Первое, что бросилось в глаза Маргарите, это фигура Николая Ивановича, который так и не ушёл и явно прислушивался к стуку и грохоту, доносящемуся из спальни.
Щётка спрыгнула с окна и поднесла Маргариту к изумлённому Николаю Ивановичу. Маргарита свистнула весело и с размаху надела розовые панталоны на голову Николаю Ивановичу. Тот тихо визгнул и сел наземь.
И Маргарита взвилась над городом, оставив сзади себя освещённый луной сад, пылающее окно спальни с сорванной шторой, и вслед ей с грохотом полетел буйный вальс.
Вынырнув из переулка, Маргарита пересекла Сивцев Вражек и устремилась в другой переулок.
Первое, что она осознала, это что полёт представляет такое наслаждение, которое ни с чем в мире сравнить нельзя. Второе, что нельзя мечтать, потому что, влетев в переулок, она едва не разбилась о старый газовый фонарь.

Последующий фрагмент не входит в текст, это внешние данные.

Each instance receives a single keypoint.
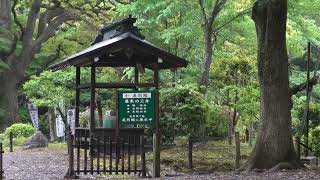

Охнув, Маргарита увернулась, но поняла, что нужно сдержать ход, и полетела медленно, избегая электрических проводов, фонарей и опасных вывесок.
Через мгновение она овладела пространством, а щётка слушалась малейшего движения или окрика. Тогда Маргариту заняла мысль о том, видят ли её в городе. Но так как никто из прохожих не задирал головы и не поражался, она поняла, что она невидима. Тут радость птицы окончательно овладела ею и ей захотелось буйствовать.
Летела она медленно, аккуратно проскальзывая над проводами, и вылетела на Арбат, который встретил её воем машин, визгом трамваев, верчением миллионов огней.